21/02/2022 | Nacional, Notícias

Técnica de diagnóstico POCUS em análise no I Encontro Nacional do Núcleo de Estudos de Ecografia

O Núcleo de Estudos de Ecografia (NEEco) da Sociedade Portuguesa de Medicina Interna (SPMI) vai realizar a 26 de março, em Lisboa, o seu I Encontro Nacional. A técnica de diagnóstico POCUS estará no centro da discussão.

A 24 e 25 de março, também na capital, decorrerá o curso pré-encontro no âmbito da reunião nacional.

“Neste encontro, os médicos internistas vão poder ouvir de colegas com renome internacional” como “foi feito o desenvolvimento de POCUS em diferentes países, nomeadamente no Brasil, Espanha e Estados Unidos da América, por forma a ter bases para podermos discutir, ao longo do encontro, as especificidades do desenvolvimento de POCUS em Portugal no âmbito da Medicina Interna e da relação com as outras especialidades que usam a Ecografia na prática diária”, antecipa José Mariz, coordenador do NEECO, citado em comunicado de imprensa.

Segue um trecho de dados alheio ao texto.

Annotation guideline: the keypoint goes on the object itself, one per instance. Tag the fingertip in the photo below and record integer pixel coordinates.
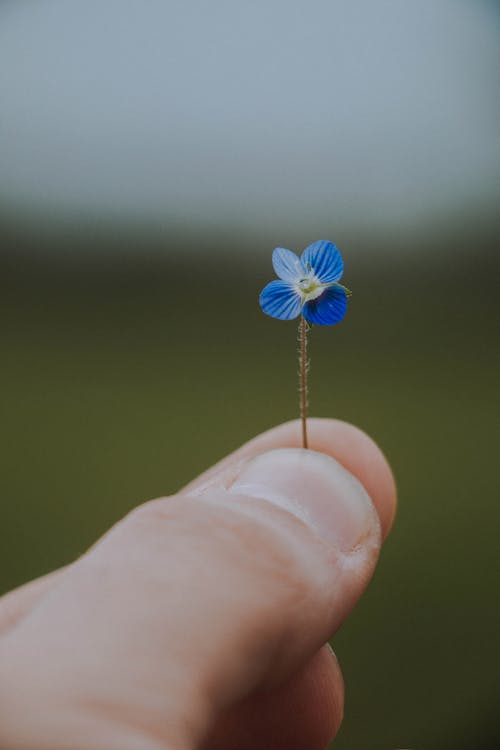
(351, 447)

Em ambiente de colaboração e networking, o I Encontro Nacional do Núcleo de Estudos de Ecografia vai permitir aos profissionais da especialidade refletir sobre atuais e futuros desafios da prática clínica.

“Serão abordadas atualizações no âmbito da Ecocardiografia no doente crítico, na Ecografia Reno-Vesical no Serviço de Urgência e da aplicação da Ecografia na abordagem inicial dos doentes com COVID-19”, diz José Mariz.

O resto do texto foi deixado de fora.